League of Legends followed, quickly becoming the most popular video game in the world. It has become a more popular spectator title than Starcraft 2. This is akin to the second era of international esports, as League has built on certain foundational elements that Starcraft 2 helped put into place, driving gaming to new heights.

However, Starcraft 2 is due to receive its very first expansion, of a planned two, which could reignite its userbase, and perhaps help its audiences find growth. Starcraft 2 has been a consistent performer in the last year, but it is now some time since it exploded onto the scene.

TNW spoke with Mike Morhaime, President and co-founder of Blizzard, the company that created Starcraft 2 and its predecessor, who stated that a number of esports-friendly additions and upgrades are coming to Heart of the Swarm, the upcoming update to the game.

Heart of the Swarm will also contain new units, and a fresh single player campaign. Blizzard anticipates that this will bring a fresh crop of casual players to the Starcraft 2 scene.

TNW specifically asked if there are now too many Starcraft 2 tournaments, a question based on the fact that IGN and MLG are hardly the only players in the space. Korean and European tournaments often land on conflicting dates with North American events, forcing certain players to miss key events, or to suffer from whiplash-esque jetlag as they fly to and fro. Mike’s take was that there aren’t too many, but that more organization is needed to keep things straight.

However, Blizzard itself doesn’t want to assume that role. The company wants to work with both its partners and the larger community, but doesn’t want to “run the scene.” This approach is in direct contrast with Riot Games, creator of League of Legends, which takes a more direct role in its game’s management.

This is not to say that Blizzard is making a mistake. The company has a storied history of creating hit games, such as the Warcraft and World of Warcraft titles, not to mention the entire Starcraft franchise.

Viability

Certainly, esports has proven that it can deliver a large audience, both in person and virtually. At the same time, the economics of professional teams have been mostly sorted out. What has not yet, at least in North America, been completely solved is the financial viability of large events.

It’s not cheap to host 10,000 people inside of Vegas’ hottest hotel. And spending six figures on cash prizes isn’t always easy to recoup.

For esports to reach something like its full height, advertising rates need to grow, and fill rates need to strengthen. CBSi is working on the issue for MLG, Twitch.tv and the North American Starleague, but much work remains to be done.
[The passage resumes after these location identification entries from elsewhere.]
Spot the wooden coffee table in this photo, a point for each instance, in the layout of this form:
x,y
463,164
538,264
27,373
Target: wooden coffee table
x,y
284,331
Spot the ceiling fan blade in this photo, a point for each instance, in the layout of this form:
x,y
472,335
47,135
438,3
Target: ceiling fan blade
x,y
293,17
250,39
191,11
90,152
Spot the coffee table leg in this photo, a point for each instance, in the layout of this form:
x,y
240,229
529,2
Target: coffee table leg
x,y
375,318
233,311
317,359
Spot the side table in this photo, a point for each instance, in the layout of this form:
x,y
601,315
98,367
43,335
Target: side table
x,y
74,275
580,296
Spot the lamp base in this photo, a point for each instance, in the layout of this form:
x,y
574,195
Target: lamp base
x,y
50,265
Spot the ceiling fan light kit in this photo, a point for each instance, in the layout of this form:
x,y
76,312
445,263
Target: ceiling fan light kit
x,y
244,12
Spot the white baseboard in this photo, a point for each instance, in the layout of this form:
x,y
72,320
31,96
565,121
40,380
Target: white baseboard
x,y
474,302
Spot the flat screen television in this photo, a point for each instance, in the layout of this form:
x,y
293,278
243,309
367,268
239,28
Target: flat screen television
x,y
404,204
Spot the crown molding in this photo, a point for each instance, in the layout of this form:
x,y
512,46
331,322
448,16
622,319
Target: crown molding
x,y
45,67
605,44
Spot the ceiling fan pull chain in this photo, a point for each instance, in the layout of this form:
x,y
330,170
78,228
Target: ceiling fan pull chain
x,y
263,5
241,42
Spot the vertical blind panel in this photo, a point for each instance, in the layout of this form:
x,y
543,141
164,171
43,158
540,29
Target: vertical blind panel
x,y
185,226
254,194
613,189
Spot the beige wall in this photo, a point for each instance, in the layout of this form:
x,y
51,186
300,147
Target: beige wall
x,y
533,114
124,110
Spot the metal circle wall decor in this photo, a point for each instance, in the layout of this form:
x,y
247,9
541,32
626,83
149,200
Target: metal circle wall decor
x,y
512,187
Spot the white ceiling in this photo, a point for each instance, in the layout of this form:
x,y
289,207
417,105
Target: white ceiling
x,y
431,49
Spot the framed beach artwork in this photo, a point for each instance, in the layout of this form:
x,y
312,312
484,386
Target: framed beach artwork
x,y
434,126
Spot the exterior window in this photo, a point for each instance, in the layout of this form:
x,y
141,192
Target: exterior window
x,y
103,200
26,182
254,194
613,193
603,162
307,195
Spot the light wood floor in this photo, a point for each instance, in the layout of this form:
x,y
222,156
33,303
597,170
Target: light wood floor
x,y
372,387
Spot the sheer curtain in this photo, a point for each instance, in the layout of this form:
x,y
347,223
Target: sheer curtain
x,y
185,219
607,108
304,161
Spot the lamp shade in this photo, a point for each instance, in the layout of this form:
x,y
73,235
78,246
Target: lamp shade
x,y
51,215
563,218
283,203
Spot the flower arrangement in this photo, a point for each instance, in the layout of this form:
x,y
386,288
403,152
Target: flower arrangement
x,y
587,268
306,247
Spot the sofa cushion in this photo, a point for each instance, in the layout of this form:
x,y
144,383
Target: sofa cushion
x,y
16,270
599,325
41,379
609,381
In 2013, if advertising across livestreamed content could be improved, that alone could provide the lifeblood to take esports from something that could exist at a medium size for some time, to a much higher plane.

IGN has a five-year plan. MLG has fresh cash from investors. The North American Star League is on for at least two more seasons.

The games, players, fans, and tournaments are in place for esports to become a multiple of its current size. 2013 will perhaps be the year we find out if competitive gaming can muster and execute to its full potential.

I’ll be watching.

Disclosure: IGN flew me out for the event, and paid for my lodging for the event’s duration. TNW covered all other expenses, naturally.